On a workstation (AMD Threadripper 3960X /AsRock TRX40 Creator motherboard/256GB 3000MHz RAM) using Win10x64, aerial imagery (Kranenburg and others 2021a; 2021b) and associated positional data and a single ground control point (Brown and others, 2019) were brought into an Agisoft Metashape Pro (v. 1.6.5) project to align in a 4D manner (see Sherwood and others, 2019). Only one ground control point, GCP 34, was used as a control point to help 'lock' in the camera positions, whereas the rest of the points were used as independent vertical check points (that is, they were not placed in Metashape). See Kranenburg and others, 2021, for Metashape Reference Settings inputs. The additional imagery improves the horizontal and vertical accuracy, but similar products can be reproduced without them. The following steps were performed on the Metashape project in the geographic coordinate system NAD83(2011) in ellipsoid height following the general guidance of Over and others (2021):
1. Separate camera models and camera groups were created for each flight date aligned in 4D. Note that multiple imagery datasets are used in the overall processing effort to produce the end individual survey products that this metadata file covers.

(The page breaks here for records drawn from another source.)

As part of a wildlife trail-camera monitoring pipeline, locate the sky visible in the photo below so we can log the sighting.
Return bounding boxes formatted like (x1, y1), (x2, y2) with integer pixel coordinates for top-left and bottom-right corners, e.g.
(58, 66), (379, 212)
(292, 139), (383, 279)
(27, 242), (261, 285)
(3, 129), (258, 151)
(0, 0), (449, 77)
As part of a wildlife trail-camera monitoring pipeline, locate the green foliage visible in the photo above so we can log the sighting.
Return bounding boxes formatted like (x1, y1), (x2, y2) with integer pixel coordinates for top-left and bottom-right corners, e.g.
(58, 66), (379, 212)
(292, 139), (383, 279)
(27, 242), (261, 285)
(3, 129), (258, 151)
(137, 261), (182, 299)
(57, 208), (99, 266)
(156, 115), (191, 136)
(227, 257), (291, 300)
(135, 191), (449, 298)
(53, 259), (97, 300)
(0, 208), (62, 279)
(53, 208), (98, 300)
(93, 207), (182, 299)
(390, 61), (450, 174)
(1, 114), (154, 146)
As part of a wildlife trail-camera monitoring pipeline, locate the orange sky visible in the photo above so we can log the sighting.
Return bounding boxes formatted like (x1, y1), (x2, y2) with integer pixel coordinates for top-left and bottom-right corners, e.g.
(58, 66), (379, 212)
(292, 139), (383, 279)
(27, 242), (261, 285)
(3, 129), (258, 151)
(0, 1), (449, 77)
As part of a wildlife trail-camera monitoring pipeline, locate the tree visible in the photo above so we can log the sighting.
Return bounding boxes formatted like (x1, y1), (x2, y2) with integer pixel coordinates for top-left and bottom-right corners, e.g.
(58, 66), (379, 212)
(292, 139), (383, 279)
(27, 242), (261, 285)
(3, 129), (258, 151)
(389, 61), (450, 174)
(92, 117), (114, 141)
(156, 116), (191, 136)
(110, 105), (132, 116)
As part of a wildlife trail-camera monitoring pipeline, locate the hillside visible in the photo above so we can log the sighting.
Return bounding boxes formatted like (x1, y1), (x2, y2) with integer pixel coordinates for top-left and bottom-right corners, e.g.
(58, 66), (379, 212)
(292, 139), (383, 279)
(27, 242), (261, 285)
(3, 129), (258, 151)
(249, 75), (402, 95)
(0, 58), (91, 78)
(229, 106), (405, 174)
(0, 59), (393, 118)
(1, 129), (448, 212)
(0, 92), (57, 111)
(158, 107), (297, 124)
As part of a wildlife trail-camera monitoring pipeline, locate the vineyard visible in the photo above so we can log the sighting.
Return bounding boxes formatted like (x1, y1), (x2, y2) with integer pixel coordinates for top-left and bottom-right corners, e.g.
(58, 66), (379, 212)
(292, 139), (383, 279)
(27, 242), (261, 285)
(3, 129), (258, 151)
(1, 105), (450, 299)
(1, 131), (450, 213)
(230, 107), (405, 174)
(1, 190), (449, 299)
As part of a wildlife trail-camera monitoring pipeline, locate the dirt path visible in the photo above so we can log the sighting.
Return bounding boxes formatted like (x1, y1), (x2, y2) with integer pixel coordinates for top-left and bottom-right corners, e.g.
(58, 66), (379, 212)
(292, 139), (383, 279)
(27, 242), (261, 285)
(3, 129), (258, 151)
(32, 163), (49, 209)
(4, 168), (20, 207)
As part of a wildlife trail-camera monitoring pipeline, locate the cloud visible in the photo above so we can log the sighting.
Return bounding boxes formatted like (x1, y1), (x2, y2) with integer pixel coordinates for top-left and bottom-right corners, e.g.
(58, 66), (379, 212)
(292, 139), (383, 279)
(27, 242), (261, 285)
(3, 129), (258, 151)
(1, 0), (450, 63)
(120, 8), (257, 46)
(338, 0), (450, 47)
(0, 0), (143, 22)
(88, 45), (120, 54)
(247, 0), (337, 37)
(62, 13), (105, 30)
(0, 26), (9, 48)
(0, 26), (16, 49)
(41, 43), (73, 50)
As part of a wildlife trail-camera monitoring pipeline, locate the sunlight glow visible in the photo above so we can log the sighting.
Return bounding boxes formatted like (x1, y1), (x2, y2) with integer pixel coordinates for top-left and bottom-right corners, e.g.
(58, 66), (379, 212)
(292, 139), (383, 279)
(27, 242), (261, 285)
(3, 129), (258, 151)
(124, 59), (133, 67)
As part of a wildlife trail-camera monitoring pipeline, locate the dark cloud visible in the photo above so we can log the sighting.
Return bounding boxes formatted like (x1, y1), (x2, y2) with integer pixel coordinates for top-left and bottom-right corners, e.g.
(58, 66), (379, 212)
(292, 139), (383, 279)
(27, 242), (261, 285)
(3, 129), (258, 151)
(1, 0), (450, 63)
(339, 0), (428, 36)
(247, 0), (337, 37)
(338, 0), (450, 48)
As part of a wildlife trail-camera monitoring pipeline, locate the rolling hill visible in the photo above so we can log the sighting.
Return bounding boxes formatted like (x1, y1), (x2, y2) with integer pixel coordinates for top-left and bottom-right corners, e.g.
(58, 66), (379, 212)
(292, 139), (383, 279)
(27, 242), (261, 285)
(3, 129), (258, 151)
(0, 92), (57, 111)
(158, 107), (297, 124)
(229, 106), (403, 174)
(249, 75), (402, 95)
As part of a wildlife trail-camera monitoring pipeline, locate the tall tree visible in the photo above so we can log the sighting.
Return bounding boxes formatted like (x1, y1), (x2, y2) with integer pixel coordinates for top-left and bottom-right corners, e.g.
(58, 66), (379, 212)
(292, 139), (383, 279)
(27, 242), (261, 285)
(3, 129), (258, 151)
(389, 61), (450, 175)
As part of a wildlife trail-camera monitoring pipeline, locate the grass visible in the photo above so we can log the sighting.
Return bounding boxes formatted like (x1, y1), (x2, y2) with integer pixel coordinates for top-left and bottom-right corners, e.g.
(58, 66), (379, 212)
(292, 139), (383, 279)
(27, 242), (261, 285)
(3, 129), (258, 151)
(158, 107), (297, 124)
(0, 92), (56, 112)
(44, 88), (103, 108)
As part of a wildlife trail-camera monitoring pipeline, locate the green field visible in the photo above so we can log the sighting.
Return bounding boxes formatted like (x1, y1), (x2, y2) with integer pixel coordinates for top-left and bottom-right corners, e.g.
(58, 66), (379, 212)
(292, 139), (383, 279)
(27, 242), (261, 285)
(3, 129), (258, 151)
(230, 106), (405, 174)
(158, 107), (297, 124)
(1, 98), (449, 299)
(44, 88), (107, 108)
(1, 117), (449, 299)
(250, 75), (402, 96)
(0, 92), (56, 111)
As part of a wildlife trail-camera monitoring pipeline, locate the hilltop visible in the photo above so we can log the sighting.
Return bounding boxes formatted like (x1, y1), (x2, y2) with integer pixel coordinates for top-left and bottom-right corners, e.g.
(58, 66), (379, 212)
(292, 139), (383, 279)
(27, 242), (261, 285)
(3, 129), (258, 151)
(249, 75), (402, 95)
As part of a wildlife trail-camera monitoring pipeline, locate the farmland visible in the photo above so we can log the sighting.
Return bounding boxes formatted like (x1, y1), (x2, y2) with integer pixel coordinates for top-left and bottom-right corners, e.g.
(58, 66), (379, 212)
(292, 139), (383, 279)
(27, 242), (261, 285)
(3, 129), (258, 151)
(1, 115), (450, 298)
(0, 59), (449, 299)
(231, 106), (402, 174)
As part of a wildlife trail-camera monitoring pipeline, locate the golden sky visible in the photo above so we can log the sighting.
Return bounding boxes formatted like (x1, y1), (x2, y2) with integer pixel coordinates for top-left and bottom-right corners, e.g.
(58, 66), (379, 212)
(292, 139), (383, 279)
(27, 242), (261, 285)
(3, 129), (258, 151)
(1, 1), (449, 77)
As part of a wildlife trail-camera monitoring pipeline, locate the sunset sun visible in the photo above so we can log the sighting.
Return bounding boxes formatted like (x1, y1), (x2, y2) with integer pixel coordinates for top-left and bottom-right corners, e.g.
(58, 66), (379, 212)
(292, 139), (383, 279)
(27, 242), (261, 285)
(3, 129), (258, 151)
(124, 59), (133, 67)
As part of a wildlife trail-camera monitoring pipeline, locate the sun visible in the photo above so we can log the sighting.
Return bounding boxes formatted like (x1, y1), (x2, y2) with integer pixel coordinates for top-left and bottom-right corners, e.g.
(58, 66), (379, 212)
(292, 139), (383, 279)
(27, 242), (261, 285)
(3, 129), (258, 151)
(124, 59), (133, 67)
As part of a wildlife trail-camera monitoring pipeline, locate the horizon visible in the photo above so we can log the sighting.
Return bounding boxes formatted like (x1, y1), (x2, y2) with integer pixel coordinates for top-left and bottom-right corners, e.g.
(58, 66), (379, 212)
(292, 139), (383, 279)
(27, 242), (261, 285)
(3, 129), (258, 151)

2. Imagery (with positions) are aligned in 4D to create a point cloud using a 'High' alignment setting, keypoint limit of 70,000, tiepoint limit of 0, generic preselection selected, and reference preselection via source selected. The tiepoint accuracy was set to 1 pixel.
3. The resultant point cloud was filtered using one iteration of the 'Reconstruction uncertainty' filter at a level of 10, one iteration of the 'Projection accuracy' filter at a level of 3, and two iterations of the 'Reprojection accuracy' filer at a level of 0.3 (in the second iteration the 'fit additional corrections' option was turned on). With each filter, iteration points are selected, deleted, and then the camera model is optimized to refine the focal length, cx, cy, k1, k2, k3, p1, and p2 camera model coefficients.
4. Natural breaks in the final alignment product were identified based on bodies of water or the extreme northern and southern ends of a flight (see Product_Boundary_Map.jpg at
https://doi.org/10.5066/P9K3TWY7). The breaks and dates of imagery in the 4D process are used for ease and speed of processing. The boundaries used for the pre-Hurricane Dorian dataset are the Virginia-North Carolina border vicinity to Oregon Inlet, Oregon Inlet to Hatteras Inlet, Hatteras Inlet to Ocracoke Inlet, Ocracoke Inlet to Ophelia Inlet, and Ophelia Inlet to Beaufort Inlet.
For each region, sub-chunks were created for each mission (one or two flight-days, usually adjacent) by iteratively copying the original 4D chunk and removing all camera groups not part of a single mission. Note that this particular metadata file only covers the pre-Hurricane Dorian dataset collected from 2019-08-30 to 2019-09-02.
Processing took place starting in June 2021 and into February 2022, the latest processing in YYYYMM is given.